After Yorktown, the Continental Army went home. By the spring of 1783 most of the regiments had been mustered out, and on December 23 of that year Washington formally surrendered his commission to Congress at Annapolis. But the new United States still had a frontier to police — the Ohio Country, the Northwest Territory, the western posts the British had agreed to vacate but were slow to leave — and Congress recognized within a year that a standing infantry force of some kind was unavoidable. In June 1784, Congress authorized the First American Regiment, the founding unit of what became the U.S. Army's continuous lineage. The 1779-87 period covered by this figure spans the last Continental Line years and the earliest years of that successor regiment, when the same men, the same blue coats with red facings, and the same Charleville muskets carried over from one army into the next.

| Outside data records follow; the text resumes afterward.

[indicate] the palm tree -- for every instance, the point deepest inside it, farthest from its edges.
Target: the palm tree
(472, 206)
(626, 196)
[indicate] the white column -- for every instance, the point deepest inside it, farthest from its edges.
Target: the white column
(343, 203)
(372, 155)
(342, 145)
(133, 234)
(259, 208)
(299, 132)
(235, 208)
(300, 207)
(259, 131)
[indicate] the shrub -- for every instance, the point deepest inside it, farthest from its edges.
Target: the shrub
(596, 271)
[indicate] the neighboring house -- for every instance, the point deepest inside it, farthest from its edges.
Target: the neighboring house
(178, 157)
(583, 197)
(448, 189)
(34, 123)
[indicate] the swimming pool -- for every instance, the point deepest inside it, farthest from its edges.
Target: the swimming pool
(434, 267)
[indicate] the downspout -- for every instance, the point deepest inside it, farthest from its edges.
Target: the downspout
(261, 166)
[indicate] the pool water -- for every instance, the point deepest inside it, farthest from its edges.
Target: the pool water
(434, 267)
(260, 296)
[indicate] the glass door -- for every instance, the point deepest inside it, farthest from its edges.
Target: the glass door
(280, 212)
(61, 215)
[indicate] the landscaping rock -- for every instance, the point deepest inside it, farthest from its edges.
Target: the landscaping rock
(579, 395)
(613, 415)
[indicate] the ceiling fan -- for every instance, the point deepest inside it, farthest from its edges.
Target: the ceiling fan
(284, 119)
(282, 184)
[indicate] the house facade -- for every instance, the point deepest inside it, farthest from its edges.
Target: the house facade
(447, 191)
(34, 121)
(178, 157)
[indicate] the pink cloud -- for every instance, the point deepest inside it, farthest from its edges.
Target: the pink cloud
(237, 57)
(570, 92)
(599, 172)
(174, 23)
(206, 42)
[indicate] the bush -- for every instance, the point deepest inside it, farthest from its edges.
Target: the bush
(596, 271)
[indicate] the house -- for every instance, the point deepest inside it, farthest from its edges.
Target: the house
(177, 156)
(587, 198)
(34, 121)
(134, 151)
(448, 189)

This figure shows the soldier in the standing firing position — left foot forward, weapon shouldered, taking the shot. He wears the post-1779 Continental Line dress that carried over into the early peacetime army: blue coat with red facings, cuffs and lapels, white waistcoat, buff breeches, the tricorne worn brim-up. The Charleville musket — the standard French smoothbore that armed most of the Continental Line — is rendered in detail down to the bayonet socket and the sling. He pairs with the other Continental Line figures Breagans carries — the kneeling firing soldier, the regimental NCO, and the ensign with the regimental flag — for a complete fire-line composition with leadership and colors.
1/30 scale (60mm), matte-painted, single figure boxed. Catalog number 16020. As with the rest of the W. Britain modern range, the painting is photographic-quality detail intended to read well in dioramas and display cases.